Parametric SelectionCases selected based on risk parameters, including financial ratios, compliance history, losses, or refunds beyond thresholds.
TransparencyBalloting is conducted in the presence of Chambers of Commerce and Tax Bar Association representatives.
CommunicationSelected NTNs/CNICs are shared with the Regional Tax Offices (RTOs) and Large Taxpayer Offices (LTOs).

Step 3: Parametric Audit Selection

FBR may use risk-based parameters for selecting taxpayers.
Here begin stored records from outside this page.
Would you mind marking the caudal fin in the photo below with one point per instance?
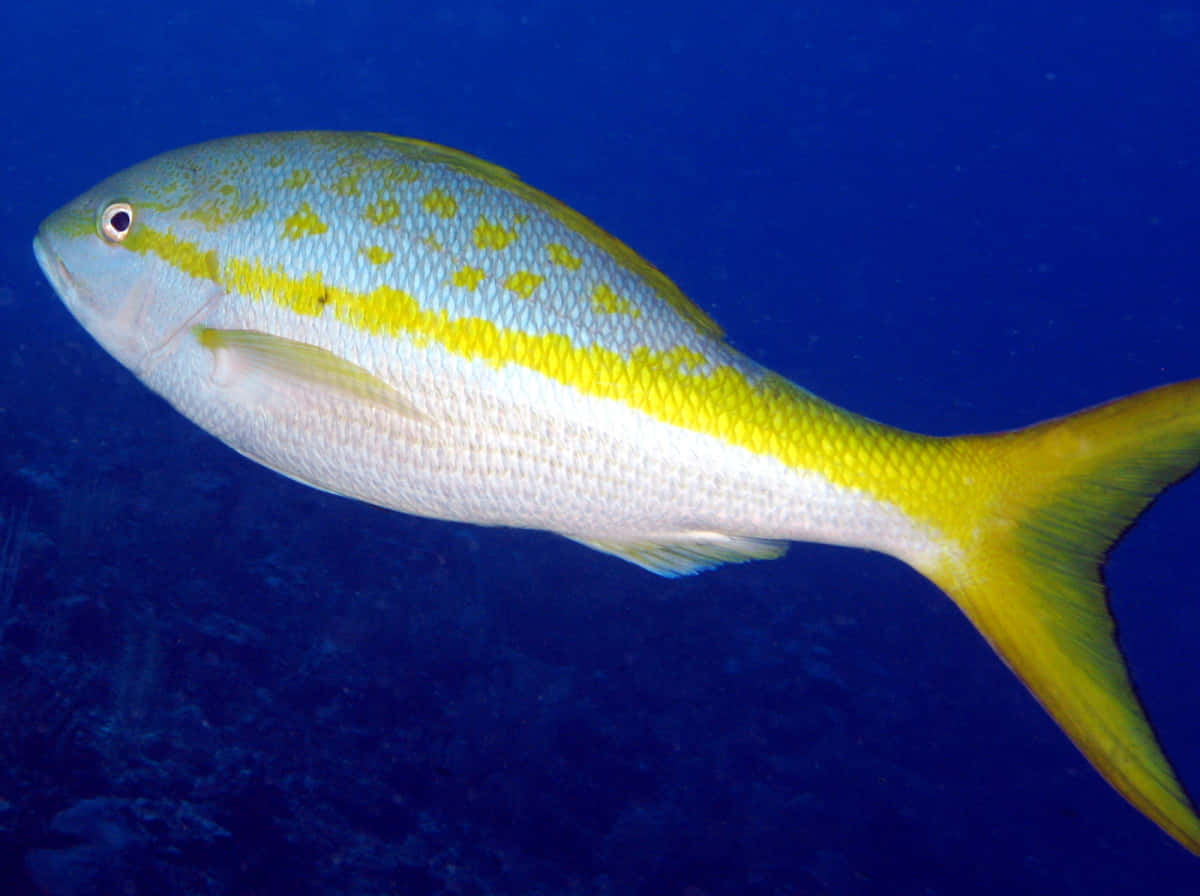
(1027, 571)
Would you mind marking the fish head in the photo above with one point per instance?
(127, 260)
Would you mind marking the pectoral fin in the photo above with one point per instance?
(287, 364)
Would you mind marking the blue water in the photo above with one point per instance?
(948, 216)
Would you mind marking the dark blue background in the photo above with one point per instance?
(948, 216)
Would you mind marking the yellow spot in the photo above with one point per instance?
(226, 208)
(395, 175)
(511, 185)
(492, 235)
(441, 203)
(607, 301)
(382, 211)
(562, 256)
(378, 254)
(303, 222)
(299, 178)
(346, 185)
(523, 283)
(468, 278)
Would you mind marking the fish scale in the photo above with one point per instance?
(412, 326)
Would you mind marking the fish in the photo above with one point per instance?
(412, 326)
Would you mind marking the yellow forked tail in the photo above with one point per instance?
(1027, 572)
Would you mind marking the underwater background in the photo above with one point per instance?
(947, 216)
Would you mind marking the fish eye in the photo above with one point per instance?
(115, 221)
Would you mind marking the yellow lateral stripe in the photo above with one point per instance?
(185, 256)
(765, 414)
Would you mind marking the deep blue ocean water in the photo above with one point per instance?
(947, 216)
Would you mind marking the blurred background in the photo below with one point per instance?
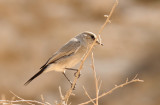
(32, 30)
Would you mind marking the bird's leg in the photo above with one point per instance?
(69, 81)
(74, 70)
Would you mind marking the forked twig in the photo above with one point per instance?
(95, 79)
(115, 88)
(88, 95)
(23, 100)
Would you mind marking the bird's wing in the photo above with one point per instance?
(67, 50)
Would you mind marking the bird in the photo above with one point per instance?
(68, 55)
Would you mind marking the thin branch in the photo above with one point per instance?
(115, 88)
(95, 79)
(60, 92)
(20, 98)
(88, 95)
(42, 98)
(23, 100)
(16, 101)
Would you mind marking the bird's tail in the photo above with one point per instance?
(36, 75)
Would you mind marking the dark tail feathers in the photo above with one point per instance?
(36, 75)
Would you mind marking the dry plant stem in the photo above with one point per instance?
(17, 101)
(23, 100)
(68, 93)
(115, 88)
(42, 98)
(20, 98)
(95, 79)
(88, 95)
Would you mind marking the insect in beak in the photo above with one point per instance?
(99, 43)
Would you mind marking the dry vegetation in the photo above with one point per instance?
(65, 98)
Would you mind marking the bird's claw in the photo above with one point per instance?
(75, 74)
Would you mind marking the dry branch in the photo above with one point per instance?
(115, 88)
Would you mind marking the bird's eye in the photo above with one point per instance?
(92, 37)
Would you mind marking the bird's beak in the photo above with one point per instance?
(99, 43)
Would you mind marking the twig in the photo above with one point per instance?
(42, 98)
(88, 95)
(23, 100)
(60, 92)
(34, 101)
(20, 98)
(95, 79)
(68, 93)
(115, 88)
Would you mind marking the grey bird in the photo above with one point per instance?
(69, 55)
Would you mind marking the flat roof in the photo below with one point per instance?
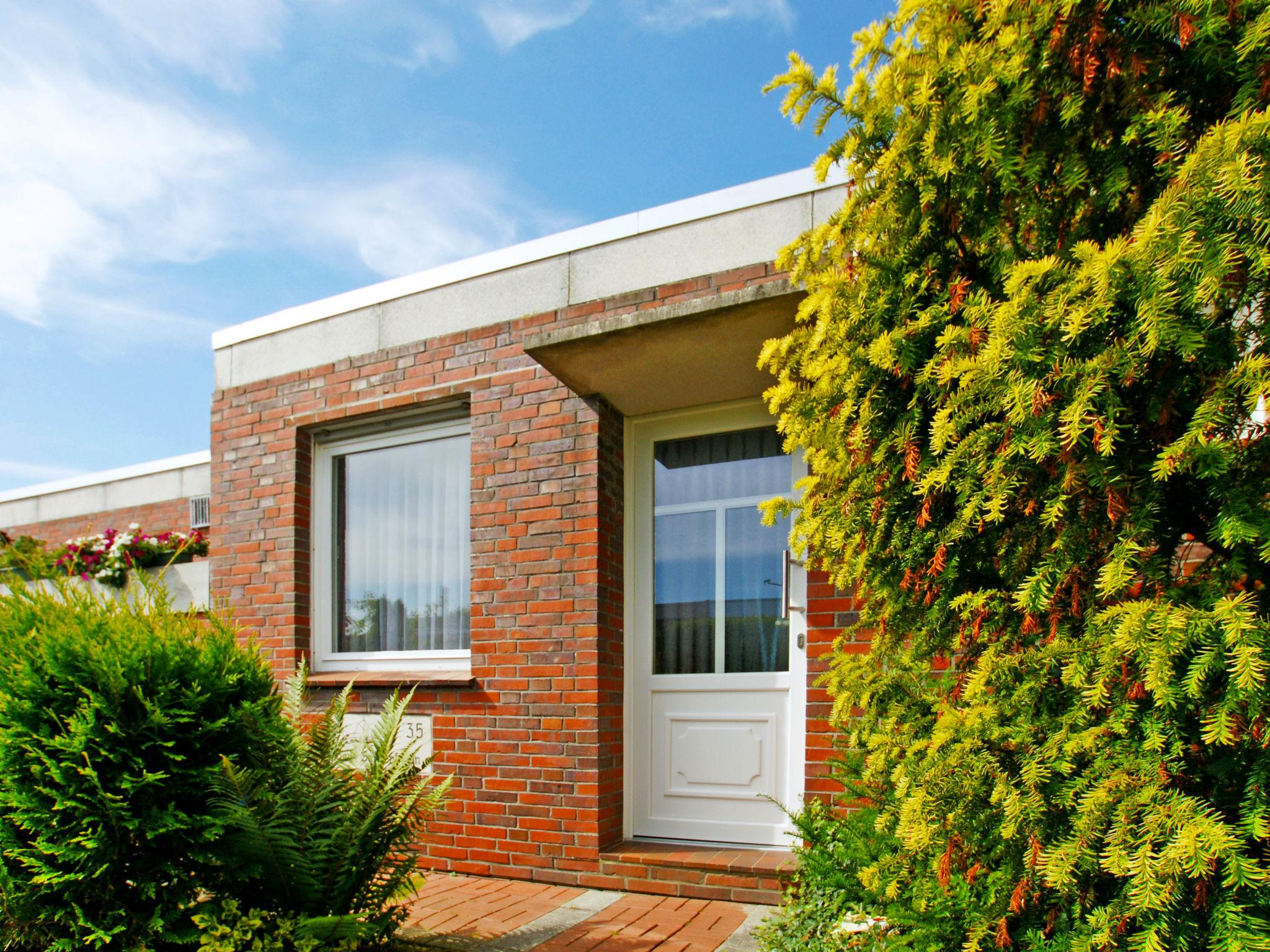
(202, 457)
(705, 206)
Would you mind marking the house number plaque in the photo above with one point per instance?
(415, 729)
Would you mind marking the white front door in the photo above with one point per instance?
(717, 687)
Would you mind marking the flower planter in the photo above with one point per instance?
(187, 583)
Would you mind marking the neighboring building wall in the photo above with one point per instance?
(154, 495)
(151, 517)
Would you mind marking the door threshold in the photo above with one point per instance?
(699, 844)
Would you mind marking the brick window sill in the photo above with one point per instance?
(456, 678)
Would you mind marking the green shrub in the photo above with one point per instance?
(1030, 380)
(319, 832)
(223, 927)
(113, 725)
(826, 890)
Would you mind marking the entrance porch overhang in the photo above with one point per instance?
(695, 352)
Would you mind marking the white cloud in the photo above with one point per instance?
(417, 214)
(512, 22)
(673, 15)
(215, 40)
(35, 472)
(435, 46)
(93, 177)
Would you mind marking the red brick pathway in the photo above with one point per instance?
(484, 909)
(639, 923)
(468, 910)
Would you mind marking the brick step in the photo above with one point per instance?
(694, 871)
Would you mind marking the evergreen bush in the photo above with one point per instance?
(113, 724)
(321, 827)
(1030, 379)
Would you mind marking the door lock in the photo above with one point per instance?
(786, 562)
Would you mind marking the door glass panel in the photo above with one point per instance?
(683, 587)
(756, 638)
(721, 466)
(717, 569)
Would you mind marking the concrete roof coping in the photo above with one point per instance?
(705, 206)
(202, 457)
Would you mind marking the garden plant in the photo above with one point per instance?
(158, 792)
(1030, 379)
(113, 723)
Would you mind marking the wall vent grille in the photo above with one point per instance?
(200, 512)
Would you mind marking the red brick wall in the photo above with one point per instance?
(535, 746)
(153, 517)
(830, 611)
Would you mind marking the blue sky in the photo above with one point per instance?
(173, 167)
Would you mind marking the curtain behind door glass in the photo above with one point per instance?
(710, 584)
(403, 547)
(683, 587)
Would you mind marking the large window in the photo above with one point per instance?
(391, 550)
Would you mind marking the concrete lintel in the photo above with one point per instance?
(636, 320)
(682, 355)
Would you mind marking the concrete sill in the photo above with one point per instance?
(393, 679)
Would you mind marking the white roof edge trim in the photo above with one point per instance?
(687, 209)
(202, 457)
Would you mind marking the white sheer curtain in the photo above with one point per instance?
(717, 568)
(403, 547)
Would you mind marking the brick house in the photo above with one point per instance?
(523, 485)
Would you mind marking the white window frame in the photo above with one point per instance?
(322, 631)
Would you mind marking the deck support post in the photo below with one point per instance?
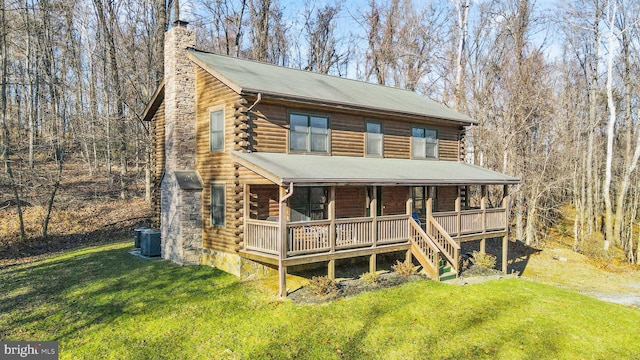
(282, 243)
(483, 207)
(458, 209)
(332, 218)
(429, 208)
(331, 269)
(245, 214)
(505, 238)
(331, 266)
(373, 206)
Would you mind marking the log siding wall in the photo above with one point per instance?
(270, 132)
(217, 167)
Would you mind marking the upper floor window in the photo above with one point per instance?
(216, 130)
(308, 133)
(374, 138)
(424, 143)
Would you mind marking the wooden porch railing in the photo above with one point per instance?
(313, 237)
(468, 222)
(449, 247)
(424, 250)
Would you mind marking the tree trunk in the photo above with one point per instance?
(608, 220)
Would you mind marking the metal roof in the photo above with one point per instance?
(283, 169)
(188, 179)
(250, 77)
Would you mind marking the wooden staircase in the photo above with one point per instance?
(438, 255)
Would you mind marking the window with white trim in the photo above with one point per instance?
(424, 143)
(216, 130)
(309, 203)
(308, 133)
(374, 140)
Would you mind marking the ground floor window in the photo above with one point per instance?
(217, 205)
(309, 203)
(419, 195)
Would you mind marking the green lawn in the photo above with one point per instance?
(101, 302)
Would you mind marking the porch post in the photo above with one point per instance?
(245, 214)
(458, 209)
(483, 207)
(282, 246)
(429, 209)
(505, 239)
(331, 267)
(409, 208)
(374, 214)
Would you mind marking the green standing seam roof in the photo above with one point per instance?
(319, 169)
(256, 77)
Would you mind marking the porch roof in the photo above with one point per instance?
(283, 169)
These include:

• Financial ratios compared to historical data

• Industry, sector, or national benchmarks

• Refunds or losses exceeding thresholds

• Compliance history

This ensures that audits focus on high-risk taxpayers, maintaining fairness for compliant businesses.

Step 4: Notification to Taxpayers

Once selected, taxpayers receive an audit intimation letter from the Commissioner Inland Revenue.

Letter Includes:

1. Tax section under which selection is made

2. Tax period of audit

3. Mode of selection – random or parametric

4. Compliance requirements:

o Books of accounts

o Supporting documents

o Computerized data or attested hard copies

Step 5: Conduct of Audit

Auditors examine:

• Books of accounts

• Computerized data

• Supporting documents

If discrepancies are found:

1. Taxpayer is issued a preliminary audit report

2. Taxpayer provides explanations or clarifications

3. If explanations are unsatisfactory, a notice under Section 11(5) is issued, followed by a tax assessment order

FAQs – FBR Audit Selection 2026

Q1: Can all taxpayers be audited?

A1: Only those not excluded by FBR’s annual list are eligible for audit.

Q2: How does FBR ensure fairness in selection?

A2: Through computerized balloting and transparent parametric selection, supervised by industry and tax representatives.

Q3: What documents should I keep ready?

A3: Books of accounts, tax invoices, monthly returns, computerized records, and supporting documents.

Q4: How will I know if I am selected?

A4: FBR will send an audit intimation letter specifying tax periods, selection mode, and compliance requirements.

Key Takeaways

• FBR uses a structured, transparent process combining random and parametric selection.

• Risk-based parameters focus audits on high-risk cases.

• Compliance and accurate record-keeping reduce audit risks.

✅ Pro Tip: Keep all financial and tax records updated digitally. It makes audits faster and reduces the chance of disputes.

Disclaimer: This article is for informational purposes only and does not constitute legal or tax advice. Businesses should consult the FBR or a qualified tax professional for guidance.